Notant qu’il « souligne que les patients ou le personnel n’ont aucune obligation d’évacuer l’hôpital », il a ajouté qu’ils ont exhorté « les autres résidents, en arabe, par téléphone et par haut-parleurs, à s’éloigner du danger dans lequel le Hamas les fait courir, à travers un couloir humanitaire ». que nous avons ouvert dans ce but pour protéger les civils non impliqués à Gaza.

Le plus grand hôpital du sud de Gaza

C’est le plus grand hôpital du sud de la bande de Gaza et le deuxième de toute l’enclave derrière Al-Chifa. Ce complexe de santé de la ville de Gaza a également été perquisitionné. « Selon les évaluations des services de renseignement et les informations que nous recueillons sur le terrain, plus de 85 % des principales installations médicales de Gaza ont été utilisées par le Hamas pour des opérations terroristes », accuse l’armée, avertissant : « Nous ferons tout notre possible pour libérer les kidnappés vivants et retrouver les corps des otages où qu’ils se trouvent.

« C’est un mensonge. Toutes les précédentes accusations israéliennes contre les hôpitaux se sont révélées fausses », a répondu le chef du Hamas, Sami Abu Zuhri, dont le groupe a condamné l’opération à Nasser : « L’occupation continue ». défiant les lois internationales qui voient les hôpitaux comme des lieux protégés.

Après 132 jours d’opérations sans précédent dans la bande de Gaza et une fois les bataillons du Hamas démantelés à Khan Younis, Israël prévoit une incursion terrestre à Rafah. Mais cela pourrait être reporté ou annulé par le Pression américaine qui exige de son allié un plan « raisonnable et exécutable » pour l’évacuation des civils afin d’assurer leur protection. Sur les 1,4 million de Palestiniens entassés dans des tentes et des maisons à Rafah, plus d’un million sont des personnes déplacées qui ont fui les attaques et les combats dans le nord et le centre pour rejoindre cette zone frontalière avec l’Égypte.

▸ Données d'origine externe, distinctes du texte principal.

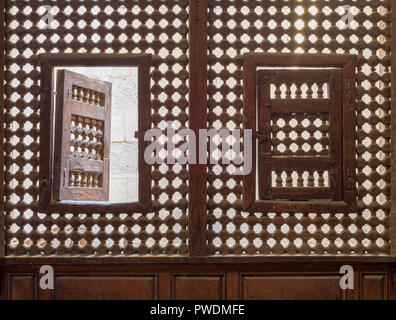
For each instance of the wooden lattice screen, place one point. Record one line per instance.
(161, 27)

« La communauté internationale a mis en garde contre les conséquences dangereuses de tout invasion terrestre à Rafah », a déclaré le coordonnateur des affaires humanitaires de l’ONU, Martin Griffiths, qui met en garde contre un possible « massacre ». Ce dirigeant de l’ONU a été sévèrement critiqué par Israël jeudi après avoir déclaré sur Sky News : « Le Hamas n’est pas pour nous un groupe terroriste, comme vous le savez, c’est un mouvement politique ».

De toute évidence, un cessez-le-feu empêcherait l’attaque israélienne sur Rafah. L’Égypte a averti le Hamas que s’ils ne parviennent pas à un accord, l’incursion pourrait commencer dans les deux prochaines semaines. Les islamistes soutiennent que tout accord doit inclure la fin définitive de l’offensive, le retrait militaire de Gaza et la libération des prisonniers palestiniens. Israël, pour sa part, serait prêt à suspendre l’offensive pendant au moins 45 jours pour permettre la libération des 132 personnes kidnappées toujours en captivité, mais refuse de s’engager à mettre fin à la guerre contre le Hamas ni à la libération de milliers de prisonniers palestiniens.

De façon inattendue, le chef de la CIA, Williams Brûle, était en Israël ce jeudi. Son objectif est attendu : faire progresser la négociation indirecte qui mettra fin à la guerre.